Also seen on The Huffington Post: http://www.huffingtonpost.com/christine-schanes/direct-service-how-you-ca_b_171519.html
Do you ever wonder who could possibly help a homeless person? The answer is each of us can help. It’s called direct service – helping someone in need ourselves.
But how? There are many ways to help a person in need, including giving a homeless person a blanket. That’s how we started Children Helping Poor and Homeless People (www.chphp.com).
There is a law that prohibits sleeping on a beach in Los Angeles County at night. However, prior to 1988, this law did not apply to the area known as Venice Beach. So people without homes came to Venice Beach to sleep legally on the beach. Further, police officers would escort homeless people to Venice Beach so they had a legal place to sleep.
By the winter of 1987, there were hundreds of homeless people sleeping legally each night on Venice Beach. Each morning, some of these homeless people would leave the beach and walk by our home in Venice on their way to spend the day at a local park. The park had benches where the homeless people could sit, swings for their children and bathrooms that were open for public use free of charge.
At night, these homeless people would often walk past our home on their way back to the beach to sleep.
I must admit that I had fears about the homeless strangers who passed by my home on what seemed like a daily basis. I also had genuine concerns about their welfare when I saw homeless children, women and men without clothing appropriate for the weather.
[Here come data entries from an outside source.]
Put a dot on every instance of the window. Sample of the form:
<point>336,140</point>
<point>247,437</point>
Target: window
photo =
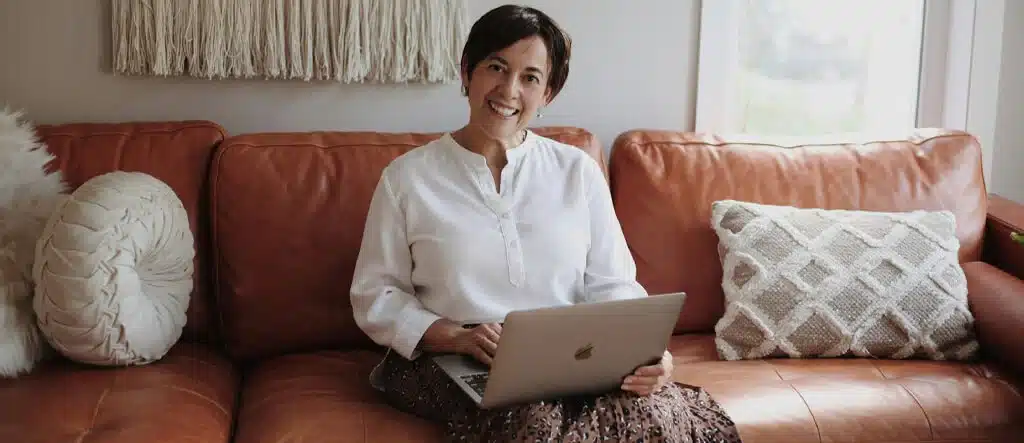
<point>811,67</point>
I was particularly moved when I saw a pregnant woman without shoes walking on the cold sidewalk.
I told my best friend, Augustine, that I didn’t know what I should do about the homeless people walking by my home.
Augustine responded, “Well, give them a blanket.”
“Okay, I’ll bring a blanket to The Salvation Army.”
“No,” said Augustine, a little louder this time, “Give them a blanket.”
“Okay, I’ll bring a blanket to Goodwill,” I said, a little worried about where this conversation was going.
“No, said Augustine, obviously for the last time, “give THEM a blanket.”
Upon arriving home, I found an extra yellow blanket, got back into my car and drove until I saw a homeless man walking down the sidewalk.
Parking, but leaving the car door ajar, I took the blanket and approached the homeless man.
“Excuse me sir,” I said timidly, “Would you like this blanket?”
The man made no response.
Over the years, we have found that when sharing items with homeless people, it was more respectful to say, “Excuse me, do you know anyone who could use this blanket?” But this was the first time we performed direct service so we just did our best.
I really did not know what to say next. So, I repeated myself, but this time I spoke more loudly, “Excuse me sir, would you like this blanket?”
There was still no response from the man.
So, I extended the blanket toward the man and his arms came up to accept the blanket.
Going back to my car, I was half way across the street when the homeless man called out,
“Thank you! God bless you, Sister.”
“You’re welcome, Sir. God bless you.”
I was very surprised at how good I felt.
At home, I found my children, Chrissy, 8 years old, and Patrick, 6 years old, sitting at the kitchen table with some of their neighborhood friends.
Excitedly, I told them how great I felt because I had just given a blanket directly to a homeless man.
Chrissy looked up and said, “Well, Mom, we could do that.”
Patrick nodded his head in agreement.
I had to agree with my children that they could indeed give a blanket to a homeless person, just like I had done. Their friends wanted to help, too.
The friends all ran to their own homes and soon came back with blankets for homeless people. After getting the permission of their parents, I took the friends, my children and fifteen blankets to the beach.
It took under five minutes to give away the fifteen blankets to grateful homeless people. Chrissy, Patrick and their friends were so happy that they were able to give the blankets directly to people in need. On the way home, the children discussed what they had learned:
“It really was fun to help those people!”
“I didn’t know what it was going to be like. I met really nice people.”
“They’re just like us.”
From that first blanket distribution, Children Helping Poor and Homeless People became a nationally recognized, educational outreach program conducted by children and teens with adult advisors that encourages direct service.
I am very interested in hearing about your experience of direct service. Have you had any? And be sure to include how you felt before you helped someone directly and how you felt after you helped someone directly! You might ask yourself – did my feelings, or the feelings of my child/family about homeless people change in any way after I/we helped someone directly?
On behalf of the homeless person/people you have helped, I thank you.